Page 36 - Kisah perjalanan SUPARDI 2901-1-123
P. 36
Di desa, memasak disebut “adang”, yaitu memasak nasi dengan
cara dikukus. Nasi setengah matang disebut karon. Kemudian
ditaruh dalam kukusan yang terbuat dari anyaman bambu,
kemudian dikukus diatas dandang yang terbuat dari tembaga
hingga matang. Aroma nasi hasil masakan cara ini sangat khas,
campuran antara bau asap, bau kukusan bamboo, dan bau
tembaga. Apabila “diingi” nasi menjadi bertambah pulen. Cara
lain memasak nasi adalah dengan cara “ngliwet” menggunakan
kendil yang terbuat dari tanah sehingga aromanya sedikit berbau
tanah.
“Adang” adalah istilah untuk memasak nasi, sedangkan untuk
memasak sayur istilahnya adalah “kelan”. Hasil masakan sayur
disebut “jangan”.
Tidak ada alat masak modern seperti kompor minyak, kompor
gas, apalagi kompor listrik, dan perkakas elektronik lainnya
seperti rice cooker. Paling-paling selain pawon ada anglo dengan
bahan bakar arang dan itupun digunakan oleh orang-orang
pendatang dari kota.
Di sebelah bangunan dapur ada bangunan untuk lumbung, tempat
menyimpan cadangan pangan, serta “lesung” untuk menumbuk
padi, jagung, atau gaplek. Lesung atau disebut juga lumping.

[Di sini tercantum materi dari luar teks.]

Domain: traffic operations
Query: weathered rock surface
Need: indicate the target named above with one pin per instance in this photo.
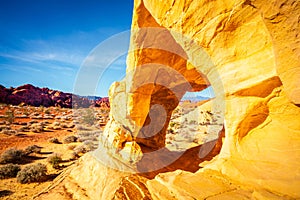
(248, 51)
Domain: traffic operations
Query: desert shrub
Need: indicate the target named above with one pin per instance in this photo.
(56, 123)
(37, 128)
(85, 147)
(54, 140)
(47, 111)
(88, 117)
(82, 128)
(64, 125)
(32, 122)
(70, 139)
(23, 129)
(90, 145)
(12, 156)
(88, 135)
(33, 149)
(9, 171)
(10, 116)
(4, 128)
(71, 125)
(32, 173)
(9, 132)
(72, 147)
(54, 160)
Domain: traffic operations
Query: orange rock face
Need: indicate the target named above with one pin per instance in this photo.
(248, 51)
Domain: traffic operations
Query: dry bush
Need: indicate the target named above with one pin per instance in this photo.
(33, 149)
(54, 140)
(72, 147)
(37, 128)
(12, 156)
(9, 132)
(54, 160)
(9, 171)
(70, 139)
(32, 173)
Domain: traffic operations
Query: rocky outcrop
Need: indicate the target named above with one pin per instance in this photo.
(248, 51)
(35, 96)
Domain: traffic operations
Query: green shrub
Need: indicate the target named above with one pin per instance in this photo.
(9, 171)
(32, 173)
(70, 139)
(12, 156)
(54, 160)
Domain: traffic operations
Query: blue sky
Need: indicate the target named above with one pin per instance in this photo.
(46, 42)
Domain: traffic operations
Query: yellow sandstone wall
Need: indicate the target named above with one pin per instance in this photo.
(249, 52)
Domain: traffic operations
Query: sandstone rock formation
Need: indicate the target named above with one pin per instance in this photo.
(248, 51)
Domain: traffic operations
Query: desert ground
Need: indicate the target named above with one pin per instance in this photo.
(55, 137)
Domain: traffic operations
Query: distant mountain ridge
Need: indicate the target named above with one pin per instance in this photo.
(30, 95)
(194, 98)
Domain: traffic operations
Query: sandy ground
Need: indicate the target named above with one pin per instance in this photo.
(10, 188)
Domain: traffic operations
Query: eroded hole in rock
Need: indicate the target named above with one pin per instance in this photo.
(194, 135)
(194, 121)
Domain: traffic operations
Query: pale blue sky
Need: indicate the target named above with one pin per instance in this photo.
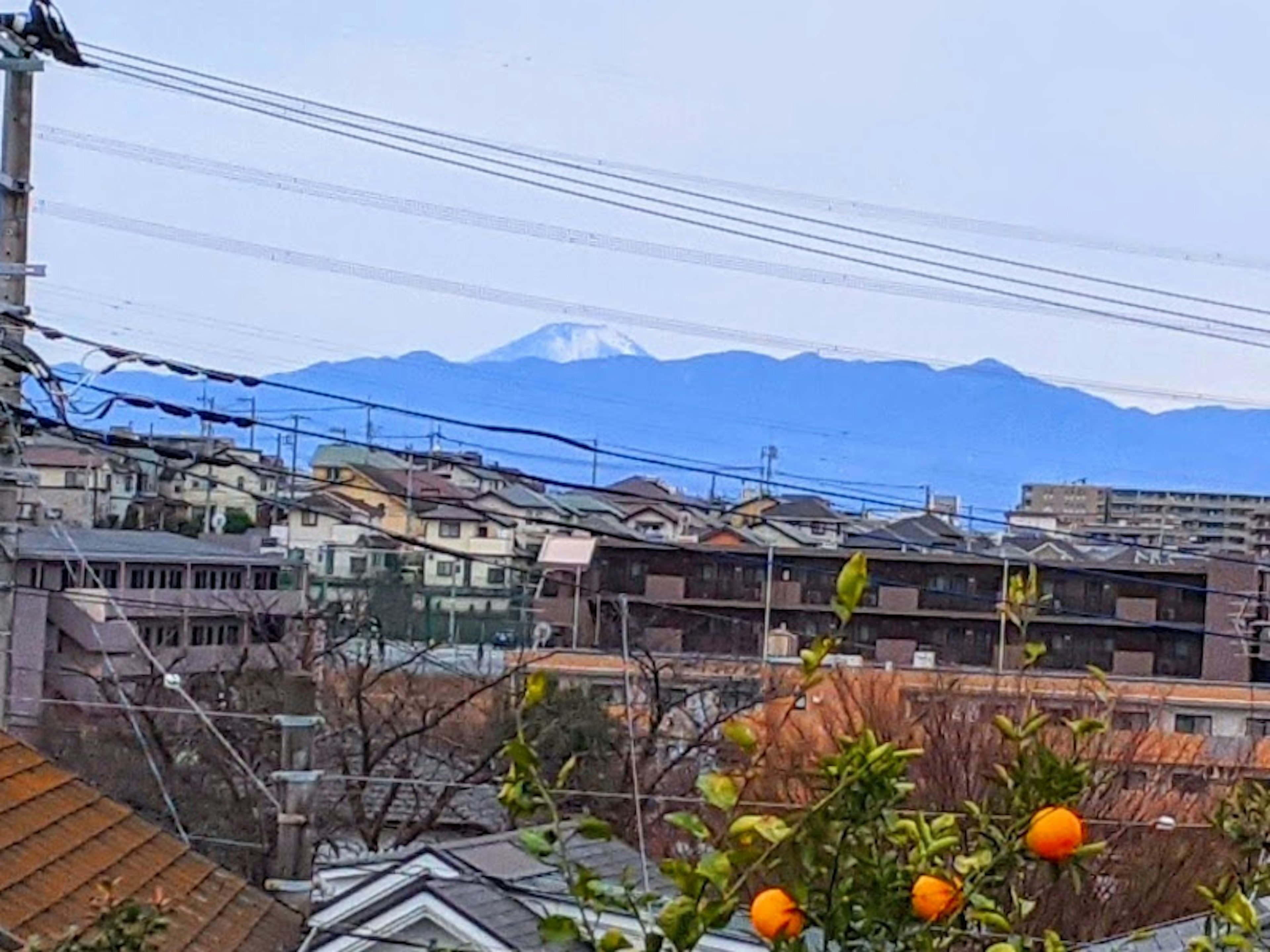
(1136, 121)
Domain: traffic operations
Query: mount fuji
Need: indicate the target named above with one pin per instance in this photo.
(567, 343)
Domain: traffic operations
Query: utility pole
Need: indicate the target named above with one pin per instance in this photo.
(298, 793)
(409, 489)
(1001, 633)
(769, 459)
(20, 99)
(768, 600)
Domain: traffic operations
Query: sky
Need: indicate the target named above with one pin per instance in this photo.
(1131, 122)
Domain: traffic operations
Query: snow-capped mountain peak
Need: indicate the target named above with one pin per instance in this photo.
(566, 343)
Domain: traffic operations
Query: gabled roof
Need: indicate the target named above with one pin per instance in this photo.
(59, 838)
(804, 508)
(333, 503)
(127, 545)
(62, 457)
(523, 497)
(423, 488)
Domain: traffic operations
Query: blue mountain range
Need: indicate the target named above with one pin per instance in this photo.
(862, 433)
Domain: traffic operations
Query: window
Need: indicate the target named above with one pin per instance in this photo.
(106, 577)
(1193, 724)
(1131, 722)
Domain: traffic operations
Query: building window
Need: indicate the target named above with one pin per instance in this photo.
(1131, 722)
(1193, 724)
(106, 577)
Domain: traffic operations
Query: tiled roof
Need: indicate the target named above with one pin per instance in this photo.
(62, 457)
(59, 838)
(108, 545)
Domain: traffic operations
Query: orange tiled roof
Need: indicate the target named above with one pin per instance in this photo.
(59, 838)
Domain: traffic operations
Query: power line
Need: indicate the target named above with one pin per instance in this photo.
(577, 238)
(610, 173)
(721, 229)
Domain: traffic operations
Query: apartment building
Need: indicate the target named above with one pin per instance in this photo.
(87, 597)
(1203, 522)
(1185, 617)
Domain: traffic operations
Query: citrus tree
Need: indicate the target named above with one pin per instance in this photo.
(855, 866)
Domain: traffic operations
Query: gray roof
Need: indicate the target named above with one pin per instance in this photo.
(1169, 937)
(129, 545)
(342, 455)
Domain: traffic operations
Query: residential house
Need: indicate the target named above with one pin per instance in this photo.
(237, 494)
(403, 493)
(484, 894)
(88, 600)
(536, 515)
(62, 838)
(75, 485)
(338, 539)
(1179, 619)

Lesung adalah tempat untuk menumbuk, biasanya terbuat dari
kayu gelondongan yang dipahat. Alat penumbuknya disebut alu.
Pekerjaan menumbuk ini disebut “nutu”, yaitu memisahkan beras
dari gabah atau membuat tepung dari jagung atau gaplek. Dahulu
belum ada mesin penumbuk padi atau jagung. Pekerjaan nutu
biasanya dilakukan oleh para perempuan. Di saat nutu inilah para
perempuan desa menunjukkan kebolehannya tentang kothean.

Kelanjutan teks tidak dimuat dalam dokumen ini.